Appeal from a judgment of the County Court of Clinton Court (McGill, J.), rendered January 15, 2009, convicting defendant upon his plea of guilty of the crime of criminal possession of a controlled substance in the third degree.
Defendant waived indictment and pleaded guilty to a superior *1394court information charging him with criminal possession of a controlled substance in the third degree. Pursuant to the plea agreement, defendant was thereafter sentenced to a term of three years in prison, to be followed by two years of postrelease supervision. Defendant now appeals and we affirm.

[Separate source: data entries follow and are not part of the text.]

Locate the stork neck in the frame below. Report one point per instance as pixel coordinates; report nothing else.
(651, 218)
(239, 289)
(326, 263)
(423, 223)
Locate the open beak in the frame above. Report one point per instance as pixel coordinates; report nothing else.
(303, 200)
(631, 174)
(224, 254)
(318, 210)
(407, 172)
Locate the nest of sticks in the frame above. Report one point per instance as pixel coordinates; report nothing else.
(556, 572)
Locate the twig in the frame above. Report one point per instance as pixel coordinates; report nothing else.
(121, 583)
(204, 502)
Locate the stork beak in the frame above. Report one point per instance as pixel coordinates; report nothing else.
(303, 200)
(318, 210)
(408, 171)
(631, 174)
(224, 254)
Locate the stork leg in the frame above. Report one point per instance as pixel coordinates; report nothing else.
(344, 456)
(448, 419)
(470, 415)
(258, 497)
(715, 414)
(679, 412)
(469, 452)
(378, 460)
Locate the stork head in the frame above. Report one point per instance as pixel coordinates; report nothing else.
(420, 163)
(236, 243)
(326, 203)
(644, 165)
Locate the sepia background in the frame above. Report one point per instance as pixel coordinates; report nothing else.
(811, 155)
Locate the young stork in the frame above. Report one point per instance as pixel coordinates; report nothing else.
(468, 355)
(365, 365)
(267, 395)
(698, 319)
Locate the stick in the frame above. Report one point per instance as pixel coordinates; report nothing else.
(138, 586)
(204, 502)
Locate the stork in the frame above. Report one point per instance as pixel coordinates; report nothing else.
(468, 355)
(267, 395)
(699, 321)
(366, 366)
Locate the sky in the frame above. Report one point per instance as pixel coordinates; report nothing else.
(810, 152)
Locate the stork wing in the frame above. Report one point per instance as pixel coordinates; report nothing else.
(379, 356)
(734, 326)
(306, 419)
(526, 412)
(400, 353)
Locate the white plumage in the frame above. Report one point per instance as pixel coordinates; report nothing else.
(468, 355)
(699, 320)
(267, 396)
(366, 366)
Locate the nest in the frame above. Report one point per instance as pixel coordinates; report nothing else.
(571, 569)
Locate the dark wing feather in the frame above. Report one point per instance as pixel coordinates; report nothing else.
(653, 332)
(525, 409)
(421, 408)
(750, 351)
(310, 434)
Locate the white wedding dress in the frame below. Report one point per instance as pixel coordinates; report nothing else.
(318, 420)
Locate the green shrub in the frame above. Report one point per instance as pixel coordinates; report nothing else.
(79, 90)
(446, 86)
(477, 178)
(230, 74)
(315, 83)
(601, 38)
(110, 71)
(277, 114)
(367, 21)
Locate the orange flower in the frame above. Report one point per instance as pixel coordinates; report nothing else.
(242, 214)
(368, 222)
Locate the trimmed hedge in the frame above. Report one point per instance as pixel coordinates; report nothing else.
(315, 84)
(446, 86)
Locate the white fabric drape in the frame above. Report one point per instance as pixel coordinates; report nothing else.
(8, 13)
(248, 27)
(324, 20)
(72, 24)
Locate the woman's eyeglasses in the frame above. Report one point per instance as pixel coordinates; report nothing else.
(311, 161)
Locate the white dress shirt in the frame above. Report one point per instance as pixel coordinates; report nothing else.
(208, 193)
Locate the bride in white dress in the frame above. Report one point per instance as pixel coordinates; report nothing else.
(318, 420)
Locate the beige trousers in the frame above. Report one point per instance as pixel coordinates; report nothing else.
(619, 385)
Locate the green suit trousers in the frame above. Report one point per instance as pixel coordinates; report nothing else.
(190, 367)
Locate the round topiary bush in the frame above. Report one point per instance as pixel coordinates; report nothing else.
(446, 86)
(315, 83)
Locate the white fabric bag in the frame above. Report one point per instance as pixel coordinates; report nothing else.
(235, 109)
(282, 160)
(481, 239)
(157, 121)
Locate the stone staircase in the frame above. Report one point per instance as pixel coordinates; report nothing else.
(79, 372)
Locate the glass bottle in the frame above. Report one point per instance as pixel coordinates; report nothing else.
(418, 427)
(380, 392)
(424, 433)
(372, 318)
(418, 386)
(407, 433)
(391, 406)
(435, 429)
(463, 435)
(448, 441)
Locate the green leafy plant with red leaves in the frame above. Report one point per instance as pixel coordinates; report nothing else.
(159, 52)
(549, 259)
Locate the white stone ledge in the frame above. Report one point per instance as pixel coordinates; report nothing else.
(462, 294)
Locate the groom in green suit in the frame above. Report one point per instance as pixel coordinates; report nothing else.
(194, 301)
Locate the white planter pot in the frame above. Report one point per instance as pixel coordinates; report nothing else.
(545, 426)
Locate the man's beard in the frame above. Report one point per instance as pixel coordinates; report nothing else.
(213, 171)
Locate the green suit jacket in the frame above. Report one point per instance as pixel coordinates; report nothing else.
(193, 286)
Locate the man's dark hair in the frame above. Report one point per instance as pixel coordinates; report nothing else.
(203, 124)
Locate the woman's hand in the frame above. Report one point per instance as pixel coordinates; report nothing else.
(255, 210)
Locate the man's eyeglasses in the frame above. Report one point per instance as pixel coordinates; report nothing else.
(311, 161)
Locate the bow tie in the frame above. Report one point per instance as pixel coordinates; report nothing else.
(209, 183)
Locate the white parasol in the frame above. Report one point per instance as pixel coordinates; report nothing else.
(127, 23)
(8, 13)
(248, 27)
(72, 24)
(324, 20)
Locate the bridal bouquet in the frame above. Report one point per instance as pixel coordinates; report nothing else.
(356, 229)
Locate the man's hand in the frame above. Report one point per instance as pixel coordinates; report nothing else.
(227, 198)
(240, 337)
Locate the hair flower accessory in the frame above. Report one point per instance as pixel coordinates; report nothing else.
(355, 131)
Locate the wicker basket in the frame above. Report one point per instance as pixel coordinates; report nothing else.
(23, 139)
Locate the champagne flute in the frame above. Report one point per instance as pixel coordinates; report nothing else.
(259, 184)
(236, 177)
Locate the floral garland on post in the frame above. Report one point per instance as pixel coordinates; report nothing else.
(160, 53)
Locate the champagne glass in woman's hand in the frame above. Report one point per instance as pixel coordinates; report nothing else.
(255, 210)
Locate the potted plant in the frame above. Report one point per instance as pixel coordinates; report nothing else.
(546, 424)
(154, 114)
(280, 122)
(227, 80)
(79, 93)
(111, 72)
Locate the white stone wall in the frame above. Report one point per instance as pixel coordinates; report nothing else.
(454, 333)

Defendant’s claims that his plea was not entered knowingly, voluntarily or intelligently and that he was denied the effective assistance of counsel are not preserved for our review due to his failure to move to withdraw his plea or vacate the judgment of conviction (see People v Gorrell, 63 AD3d 1381, 1381 [2009], lv denied 13 NY3d 744 [2009]; People v Dantzler, 63 AD3d 1376, 1377 [2009], lv denied 14 NY3d 799 [2010]). Moreover, with regard to the plea, the preservation rule is inapplicable as defendant made no statements during the plea allocution that cast doubt on his guilt or tended to negate a material element of the crime (see People v Scitz, 67 AD3d 1251, 1251 [2009]). In any event, defendant’s claims are without merit, as the record reveals that County Court fully apprised defendant of the ramifications of pleading guilty and defendant communicated his understanding on the record, relinquished his rights and freely admitted his guilt (see People v Swarts, 64 AD3d 801, 802 [2009]). Further, contrary to defendant’s contention, it was not necessary that defendant recite the facts underlying his crime (see People v Smith, 57 AD3d 1237, 1237 [2008]).

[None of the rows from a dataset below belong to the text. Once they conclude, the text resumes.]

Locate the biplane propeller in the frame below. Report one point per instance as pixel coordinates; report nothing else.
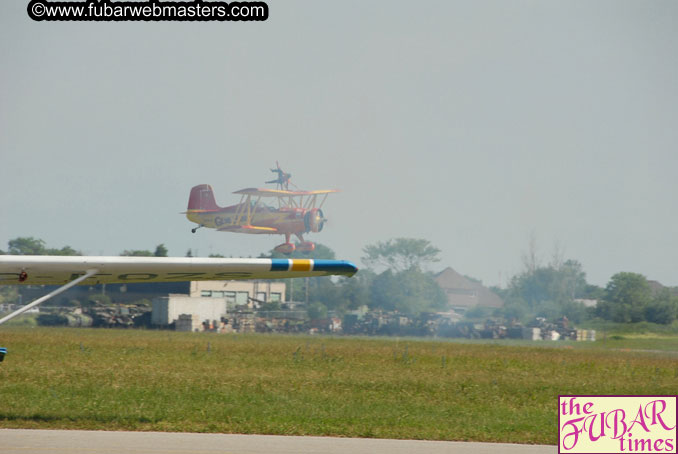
(297, 213)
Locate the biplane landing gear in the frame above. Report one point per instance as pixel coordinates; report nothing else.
(285, 248)
(306, 247)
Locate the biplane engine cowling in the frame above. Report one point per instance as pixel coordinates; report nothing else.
(314, 220)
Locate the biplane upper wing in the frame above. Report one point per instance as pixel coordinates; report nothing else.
(68, 271)
(281, 192)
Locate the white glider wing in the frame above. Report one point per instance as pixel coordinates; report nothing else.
(49, 270)
(68, 271)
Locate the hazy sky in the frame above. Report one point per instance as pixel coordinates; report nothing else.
(472, 124)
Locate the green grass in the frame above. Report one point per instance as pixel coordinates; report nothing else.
(299, 385)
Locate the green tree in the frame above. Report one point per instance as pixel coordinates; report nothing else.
(35, 246)
(627, 296)
(26, 246)
(400, 254)
(160, 251)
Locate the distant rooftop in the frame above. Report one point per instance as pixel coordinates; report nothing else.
(465, 293)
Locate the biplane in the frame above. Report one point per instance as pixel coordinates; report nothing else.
(296, 213)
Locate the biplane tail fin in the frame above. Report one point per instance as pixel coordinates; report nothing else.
(202, 198)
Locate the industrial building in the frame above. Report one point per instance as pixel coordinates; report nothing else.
(463, 293)
(211, 301)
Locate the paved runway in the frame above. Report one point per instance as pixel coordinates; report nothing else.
(13, 441)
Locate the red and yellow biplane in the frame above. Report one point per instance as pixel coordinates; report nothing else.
(297, 213)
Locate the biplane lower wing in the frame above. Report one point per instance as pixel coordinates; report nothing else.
(68, 271)
(247, 229)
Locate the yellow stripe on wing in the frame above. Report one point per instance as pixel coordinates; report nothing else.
(301, 265)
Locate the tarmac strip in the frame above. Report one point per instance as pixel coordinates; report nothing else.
(23, 441)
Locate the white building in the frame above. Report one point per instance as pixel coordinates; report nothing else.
(211, 300)
(167, 309)
(240, 292)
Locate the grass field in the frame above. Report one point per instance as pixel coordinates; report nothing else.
(299, 385)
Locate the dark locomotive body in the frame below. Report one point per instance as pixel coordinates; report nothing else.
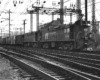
(55, 35)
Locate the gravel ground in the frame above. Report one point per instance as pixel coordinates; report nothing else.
(6, 71)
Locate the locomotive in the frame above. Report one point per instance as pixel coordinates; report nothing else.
(56, 35)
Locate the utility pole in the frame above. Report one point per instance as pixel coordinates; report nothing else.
(9, 22)
(1, 33)
(31, 22)
(93, 16)
(78, 8)
(61, 12)
(24, 23)
(86, 15)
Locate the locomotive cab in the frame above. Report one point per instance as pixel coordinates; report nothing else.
(78, 34)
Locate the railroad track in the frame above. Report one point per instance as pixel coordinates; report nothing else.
(88, 71)
(48, 70)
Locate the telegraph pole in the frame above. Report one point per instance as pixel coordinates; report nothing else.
(9, 22)
(61, 12)
(86, 17)
(1, 33)
(79, 8)
(93, 16)
(24, 23)
(31, 22)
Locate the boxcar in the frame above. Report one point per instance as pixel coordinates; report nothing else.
(19, 40)
(30, 38)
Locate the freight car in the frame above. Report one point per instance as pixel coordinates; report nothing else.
(56, 35)
(19, 40)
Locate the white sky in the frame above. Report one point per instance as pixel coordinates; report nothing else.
(19, 13)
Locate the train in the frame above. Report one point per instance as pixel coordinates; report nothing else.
(55, 35)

As to defendant’s contention that he was denied the effective assistance of counsel, his claims that counsel failed to meet with him, make certain pretrial motions, investigate certain defenses and pressured him into pleading guilty concern matters outside the record and are not properly the subject of a direct appeal (see People v Carroll, 299 AD2d 572, 572-573 [2002], lv denied 99 NY2d 626 [2003]). Finally, as the record reflects that defendant did not validly waive his right to appeal (see People v Lopez, 6 NY3d 248, 255-256 [2006]), we have considered defendant’s challenge to the severity of his agreed-upon prison sentence and find neither an abuse of discretion by County Court nor extraordinary circumstances warranting a reduction in the interest of justice (see People v Parsons, 65 AD3d 716, 716 [2009], lv denied 13 NY3d 838 [2009]).
Cardona, P.J., Spain, Stein and McCarthy, JJ., concur. Ordered that the judgment is affirmed.